What does a prognosis for patients with Huntington’s disease look like? The short answer is devastating. HD is not a hidden disease because it is inherited in a dominant way which means if you have one copy of the mutated gene, you’ll develop the disease. This means many patients know that when Huntington’s disease runs in their family they have a 50 percent chance of carrying the gene. Not everyone decides to get tested before the onset of symptoms. It was long discussed if it is ethical to screen for HD and what the appropriate age restrictions would be. Nowadays, if a family history is known, adults can request to be tested for the mutated HTT gene.
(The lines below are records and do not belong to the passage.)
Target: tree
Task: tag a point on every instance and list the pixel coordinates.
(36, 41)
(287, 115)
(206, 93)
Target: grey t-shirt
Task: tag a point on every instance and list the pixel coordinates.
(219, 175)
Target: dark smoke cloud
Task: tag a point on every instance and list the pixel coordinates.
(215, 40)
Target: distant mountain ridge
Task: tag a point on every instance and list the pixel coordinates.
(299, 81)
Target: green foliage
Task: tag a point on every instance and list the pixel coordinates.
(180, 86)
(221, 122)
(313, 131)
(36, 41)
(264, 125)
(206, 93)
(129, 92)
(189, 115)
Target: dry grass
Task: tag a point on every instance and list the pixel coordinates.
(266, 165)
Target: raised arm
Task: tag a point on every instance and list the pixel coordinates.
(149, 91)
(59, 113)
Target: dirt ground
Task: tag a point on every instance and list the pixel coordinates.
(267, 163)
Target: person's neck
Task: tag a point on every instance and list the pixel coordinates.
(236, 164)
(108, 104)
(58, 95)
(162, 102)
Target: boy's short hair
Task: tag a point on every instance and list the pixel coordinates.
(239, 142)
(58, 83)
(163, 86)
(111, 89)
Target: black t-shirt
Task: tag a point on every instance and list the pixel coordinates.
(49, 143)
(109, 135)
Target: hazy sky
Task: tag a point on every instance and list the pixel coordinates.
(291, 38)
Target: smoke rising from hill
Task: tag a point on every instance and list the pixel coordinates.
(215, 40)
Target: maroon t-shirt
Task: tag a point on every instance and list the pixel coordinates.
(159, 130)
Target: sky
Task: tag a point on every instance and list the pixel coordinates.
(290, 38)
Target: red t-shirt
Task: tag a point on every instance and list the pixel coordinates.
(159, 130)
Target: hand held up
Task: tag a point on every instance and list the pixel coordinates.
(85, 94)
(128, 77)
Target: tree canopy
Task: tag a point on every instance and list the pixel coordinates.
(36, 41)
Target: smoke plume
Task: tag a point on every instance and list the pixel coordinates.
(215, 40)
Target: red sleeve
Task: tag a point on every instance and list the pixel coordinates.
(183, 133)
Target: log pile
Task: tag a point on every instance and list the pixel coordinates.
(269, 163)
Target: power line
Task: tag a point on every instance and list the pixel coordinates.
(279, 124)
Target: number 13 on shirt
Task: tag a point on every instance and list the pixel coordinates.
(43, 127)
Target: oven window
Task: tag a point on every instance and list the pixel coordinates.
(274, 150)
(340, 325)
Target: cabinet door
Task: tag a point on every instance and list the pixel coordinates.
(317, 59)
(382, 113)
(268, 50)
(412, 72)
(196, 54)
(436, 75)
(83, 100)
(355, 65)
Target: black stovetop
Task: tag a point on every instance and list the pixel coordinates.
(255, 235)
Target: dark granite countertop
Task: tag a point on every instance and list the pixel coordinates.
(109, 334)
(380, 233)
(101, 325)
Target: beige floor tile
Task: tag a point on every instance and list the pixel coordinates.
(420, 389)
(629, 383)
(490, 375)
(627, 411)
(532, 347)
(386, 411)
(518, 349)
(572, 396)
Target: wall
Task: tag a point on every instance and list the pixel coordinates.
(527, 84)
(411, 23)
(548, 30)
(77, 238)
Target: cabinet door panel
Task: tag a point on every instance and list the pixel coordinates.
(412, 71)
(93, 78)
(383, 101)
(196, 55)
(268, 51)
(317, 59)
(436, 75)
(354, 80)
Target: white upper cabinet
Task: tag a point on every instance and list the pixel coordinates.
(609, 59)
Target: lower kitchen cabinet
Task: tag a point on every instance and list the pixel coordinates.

The age of disease onset differs and is inversely correlated with the number of CAG repeats, meaning the more CAG repeats, the earlier the disease onset. Although there are other genetic and environmental factors influencing the age of disease onset as well as disease progression the number of CAG repeats is still a major indicator of what can be expected.
After first motor symptoms manifest, life expectancy is about 20 years. HD itself is actually not fatal but it leads to many other complications that ultimately result in death. The most common cause of death in HD is pneumonia developed from aspirated food and fluids. The more progressed the disease is, the less control patients have over their muscles and problems with swallowing become more problematic. Swallowed foods and fluids then lead to infections that patients often don’t recover from. Another common and very tragic cause of death in HD is suicide.
Fertility is not affected in patients with Huntington’s Disease, however, it is noteworthy that the disease tends to develop earlier and earlier in life with ongoing generations. This is because when cells replicate, DNA needs to be replicated as well and regions that are made up of CAG repeats are very prone to replication mistakes. Unfortunately, those mistakes mostly lead to extensions of the CAG repeats and not deletions. This is especially true for sperm in men. That’s why children of fathers with HD often inherit more CAG repeats than children of mothers with HD.